Der eine, scheinbar der Chef der Truppe, bot mir eine Wette an "Wenn ich das schaffe, bin ich morgen auf dem Heilbutt-Charter eingeladen, wenn nicht, muss ich die nächsten Tage ihren Fang filetieren und verpacken".

Ich hab mich darauf eingelassen, meinen Krempel geholt und drei Rotlachse gelandet (in 20 Min). Jippieeeeeee!!






*Halibut-Charter*

Morgens um 4:00Uhr ein schnelles Frühstück, Regenklamotten und eine Thermoskanne Kaffe geschnappt, sind wir (die drei Texas-Fuzzis und ich) dann nach Homer gefahren. Es wurde langsam hell, aber die Wolken waren zerzaust, das bedeutete starker Wind. Eine Stunde später erreichten wir den Homer Spit, eine 2km lange Landzunge vor Homer, auf der die Heilbut-Charter-Flotte auf Gäste wartet. Der Kapitän machte ein besorgtes Gesicht. Das Wetter ist zu schlecht, wir werden höchstwahrscheinlich nicht auslaufen. Nach einer Stunde Kaffee und Donuts, kam der Funkspruch von einem Fischkutter - es geht, wird ein wenig rauh, aber es geht.

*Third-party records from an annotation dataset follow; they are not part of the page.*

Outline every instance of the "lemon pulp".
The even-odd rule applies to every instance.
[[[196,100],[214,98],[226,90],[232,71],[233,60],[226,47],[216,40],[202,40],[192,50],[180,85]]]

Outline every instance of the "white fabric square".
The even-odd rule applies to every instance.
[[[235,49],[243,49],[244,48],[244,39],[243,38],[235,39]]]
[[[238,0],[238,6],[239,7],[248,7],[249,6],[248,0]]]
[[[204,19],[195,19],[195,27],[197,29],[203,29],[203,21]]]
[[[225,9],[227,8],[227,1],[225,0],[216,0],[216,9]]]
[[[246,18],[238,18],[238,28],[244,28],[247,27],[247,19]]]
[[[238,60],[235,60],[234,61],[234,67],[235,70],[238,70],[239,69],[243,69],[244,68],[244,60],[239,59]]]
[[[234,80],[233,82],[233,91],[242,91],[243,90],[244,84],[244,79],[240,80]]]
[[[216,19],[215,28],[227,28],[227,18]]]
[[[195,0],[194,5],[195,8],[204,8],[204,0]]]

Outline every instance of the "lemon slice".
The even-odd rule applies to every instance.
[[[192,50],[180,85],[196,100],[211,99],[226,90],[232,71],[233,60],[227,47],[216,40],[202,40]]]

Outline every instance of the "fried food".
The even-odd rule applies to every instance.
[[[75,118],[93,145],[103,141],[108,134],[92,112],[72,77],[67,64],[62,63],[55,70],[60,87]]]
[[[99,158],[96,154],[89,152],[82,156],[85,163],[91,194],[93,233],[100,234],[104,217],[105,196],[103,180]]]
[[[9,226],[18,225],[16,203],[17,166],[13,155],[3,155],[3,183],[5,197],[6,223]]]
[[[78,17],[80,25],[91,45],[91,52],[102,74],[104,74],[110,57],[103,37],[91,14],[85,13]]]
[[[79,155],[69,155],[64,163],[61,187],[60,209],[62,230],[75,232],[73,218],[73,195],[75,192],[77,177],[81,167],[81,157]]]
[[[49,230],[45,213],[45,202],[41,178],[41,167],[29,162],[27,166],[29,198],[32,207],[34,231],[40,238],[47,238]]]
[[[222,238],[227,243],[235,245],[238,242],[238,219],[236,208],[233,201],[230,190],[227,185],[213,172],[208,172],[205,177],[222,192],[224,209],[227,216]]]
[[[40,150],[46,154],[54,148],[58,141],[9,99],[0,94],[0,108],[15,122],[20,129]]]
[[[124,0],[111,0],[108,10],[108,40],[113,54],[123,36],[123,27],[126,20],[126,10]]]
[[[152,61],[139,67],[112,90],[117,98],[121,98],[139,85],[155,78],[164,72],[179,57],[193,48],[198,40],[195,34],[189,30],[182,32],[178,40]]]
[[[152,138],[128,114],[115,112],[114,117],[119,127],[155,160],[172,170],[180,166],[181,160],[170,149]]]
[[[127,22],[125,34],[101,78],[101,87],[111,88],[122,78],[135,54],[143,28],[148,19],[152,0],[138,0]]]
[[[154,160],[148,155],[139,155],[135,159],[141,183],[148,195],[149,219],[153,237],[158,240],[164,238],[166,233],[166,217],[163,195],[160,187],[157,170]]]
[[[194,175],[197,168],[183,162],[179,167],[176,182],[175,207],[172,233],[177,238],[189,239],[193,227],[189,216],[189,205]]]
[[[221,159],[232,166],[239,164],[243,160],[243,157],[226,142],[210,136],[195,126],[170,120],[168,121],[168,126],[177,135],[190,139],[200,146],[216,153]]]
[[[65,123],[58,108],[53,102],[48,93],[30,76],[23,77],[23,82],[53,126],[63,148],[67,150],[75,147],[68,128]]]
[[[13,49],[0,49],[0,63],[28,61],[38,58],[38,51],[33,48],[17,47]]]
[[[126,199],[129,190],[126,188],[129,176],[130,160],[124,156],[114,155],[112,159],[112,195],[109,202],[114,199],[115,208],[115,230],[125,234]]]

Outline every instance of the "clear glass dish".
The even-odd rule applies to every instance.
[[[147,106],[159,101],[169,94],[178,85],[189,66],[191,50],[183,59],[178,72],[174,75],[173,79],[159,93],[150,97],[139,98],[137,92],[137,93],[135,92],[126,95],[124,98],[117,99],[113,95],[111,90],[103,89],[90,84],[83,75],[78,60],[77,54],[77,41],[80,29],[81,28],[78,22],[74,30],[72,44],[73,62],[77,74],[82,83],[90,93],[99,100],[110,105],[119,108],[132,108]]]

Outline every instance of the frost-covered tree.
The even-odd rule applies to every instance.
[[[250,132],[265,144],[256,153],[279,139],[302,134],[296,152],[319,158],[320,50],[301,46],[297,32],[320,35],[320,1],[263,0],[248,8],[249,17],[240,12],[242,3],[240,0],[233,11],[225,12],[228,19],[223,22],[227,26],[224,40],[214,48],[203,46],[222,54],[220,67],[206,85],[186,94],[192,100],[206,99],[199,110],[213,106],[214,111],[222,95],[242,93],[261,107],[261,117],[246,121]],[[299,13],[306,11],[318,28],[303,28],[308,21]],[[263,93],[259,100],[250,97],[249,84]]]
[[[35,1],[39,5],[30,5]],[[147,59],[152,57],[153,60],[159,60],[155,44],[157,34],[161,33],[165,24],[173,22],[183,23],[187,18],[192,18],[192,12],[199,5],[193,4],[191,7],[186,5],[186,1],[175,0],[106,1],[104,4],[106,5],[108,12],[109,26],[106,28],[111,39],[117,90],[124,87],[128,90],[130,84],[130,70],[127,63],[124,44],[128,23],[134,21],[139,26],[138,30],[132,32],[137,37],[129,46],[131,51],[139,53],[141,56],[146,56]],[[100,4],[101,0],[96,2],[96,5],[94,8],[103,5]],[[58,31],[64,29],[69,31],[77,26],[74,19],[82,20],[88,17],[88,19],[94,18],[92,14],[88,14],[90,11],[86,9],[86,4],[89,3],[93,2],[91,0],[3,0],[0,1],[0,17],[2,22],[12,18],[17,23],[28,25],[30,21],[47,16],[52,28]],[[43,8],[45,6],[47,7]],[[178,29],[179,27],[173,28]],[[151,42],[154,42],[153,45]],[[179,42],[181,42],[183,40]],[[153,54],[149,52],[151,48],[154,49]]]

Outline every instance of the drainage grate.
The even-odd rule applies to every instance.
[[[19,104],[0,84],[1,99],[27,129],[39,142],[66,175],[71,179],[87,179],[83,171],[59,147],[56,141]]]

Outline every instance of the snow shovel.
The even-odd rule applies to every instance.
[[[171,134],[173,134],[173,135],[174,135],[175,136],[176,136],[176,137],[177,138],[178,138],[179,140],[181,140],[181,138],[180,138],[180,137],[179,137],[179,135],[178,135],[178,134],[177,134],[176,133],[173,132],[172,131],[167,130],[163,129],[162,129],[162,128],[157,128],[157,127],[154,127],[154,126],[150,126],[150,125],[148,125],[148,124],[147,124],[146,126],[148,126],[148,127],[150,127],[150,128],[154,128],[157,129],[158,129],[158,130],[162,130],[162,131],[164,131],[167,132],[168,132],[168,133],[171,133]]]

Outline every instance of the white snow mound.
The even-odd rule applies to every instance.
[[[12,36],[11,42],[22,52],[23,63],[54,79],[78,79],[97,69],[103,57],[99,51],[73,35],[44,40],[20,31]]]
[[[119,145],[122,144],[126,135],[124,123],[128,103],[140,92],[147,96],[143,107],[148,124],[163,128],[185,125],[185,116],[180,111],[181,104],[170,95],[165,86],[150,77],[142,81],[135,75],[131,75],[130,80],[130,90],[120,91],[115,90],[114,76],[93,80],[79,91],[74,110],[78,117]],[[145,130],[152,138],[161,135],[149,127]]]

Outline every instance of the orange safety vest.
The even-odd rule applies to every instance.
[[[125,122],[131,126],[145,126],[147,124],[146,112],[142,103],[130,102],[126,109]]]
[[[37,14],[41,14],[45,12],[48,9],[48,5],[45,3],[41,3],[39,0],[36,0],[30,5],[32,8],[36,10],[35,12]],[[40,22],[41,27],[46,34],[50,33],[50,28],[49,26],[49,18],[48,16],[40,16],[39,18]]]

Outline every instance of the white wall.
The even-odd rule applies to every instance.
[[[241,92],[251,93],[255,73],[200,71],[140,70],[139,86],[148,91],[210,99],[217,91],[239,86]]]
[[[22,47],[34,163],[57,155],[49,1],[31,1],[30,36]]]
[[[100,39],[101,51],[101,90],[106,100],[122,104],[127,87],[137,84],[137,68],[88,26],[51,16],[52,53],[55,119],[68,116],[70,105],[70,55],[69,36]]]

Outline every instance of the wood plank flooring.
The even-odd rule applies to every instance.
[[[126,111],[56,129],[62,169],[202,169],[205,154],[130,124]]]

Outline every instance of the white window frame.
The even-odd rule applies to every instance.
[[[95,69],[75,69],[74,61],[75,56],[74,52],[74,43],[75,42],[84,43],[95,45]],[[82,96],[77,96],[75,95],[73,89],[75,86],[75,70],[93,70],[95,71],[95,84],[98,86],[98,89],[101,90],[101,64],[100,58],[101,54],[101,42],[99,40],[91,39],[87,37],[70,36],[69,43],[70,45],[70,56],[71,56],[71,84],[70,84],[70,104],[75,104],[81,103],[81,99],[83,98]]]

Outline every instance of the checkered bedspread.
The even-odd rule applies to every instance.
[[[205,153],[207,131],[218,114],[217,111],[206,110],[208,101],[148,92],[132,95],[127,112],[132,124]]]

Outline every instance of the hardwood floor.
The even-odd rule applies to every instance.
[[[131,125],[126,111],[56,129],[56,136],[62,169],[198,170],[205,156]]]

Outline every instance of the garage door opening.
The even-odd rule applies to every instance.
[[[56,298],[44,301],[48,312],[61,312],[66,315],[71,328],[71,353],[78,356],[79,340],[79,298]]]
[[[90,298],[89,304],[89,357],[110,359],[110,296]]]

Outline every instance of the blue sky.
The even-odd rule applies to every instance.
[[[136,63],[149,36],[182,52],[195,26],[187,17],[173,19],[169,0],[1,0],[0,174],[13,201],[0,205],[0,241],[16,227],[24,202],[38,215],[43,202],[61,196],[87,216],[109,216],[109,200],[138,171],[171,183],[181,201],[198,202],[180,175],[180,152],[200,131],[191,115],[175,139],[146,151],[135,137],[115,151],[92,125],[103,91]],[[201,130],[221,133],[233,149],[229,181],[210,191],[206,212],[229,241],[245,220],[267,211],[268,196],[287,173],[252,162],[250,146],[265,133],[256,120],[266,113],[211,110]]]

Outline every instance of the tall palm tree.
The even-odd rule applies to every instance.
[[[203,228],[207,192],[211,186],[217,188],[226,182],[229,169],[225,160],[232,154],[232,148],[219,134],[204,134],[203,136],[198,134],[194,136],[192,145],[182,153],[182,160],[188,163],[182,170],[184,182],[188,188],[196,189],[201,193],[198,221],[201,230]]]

Die Seawolf, eine 12m Jacht mit kräftigen Motor und freiem Platz am Heck für uns vier Angler, machte gut Fahrt und ich war über die Kleine Kajüte froh, da ein unangenehmer Sprühregen einsetzte. 2, doch recht ruppige Stunden später, setzte der Kapitän den Anker. Tiefe ca. 90m, Dünung ca. 2-3m. Leicht schräg und ein Bein an die Bordwand gepresst, konnte man sich &quot;gerade so&quot; auf den Beinen halten und beide Hände zum Angeln frei haben. Der Skipper reichte uns die Angeln, für mich ne Linkshand-Multi und eine ca. 50lbs Rute mit Rollering. Geflochtene Schnur, 800g Grundblei, 1m Stahlvorfach, und Haken - aber was für Haken! Ich dachte zuerst, das wären Fleischerhaken. Daran einen Hering und ab in die Tiefe. Mit Drift etwa 140m.
 Kaum war das Blei unten - ein Biss - Anschlagen - und pumpen - und pumpen. Hey, der ist aber schwer, dachte ich und freute mich auf meinen ersten riesen-Butt. Kaum war die Platte an Board, schnappte der Skipper den Fisch und schmiss ihn wieder rein. Sorry, "Mindestmaß 30inch" (ca. 76cm).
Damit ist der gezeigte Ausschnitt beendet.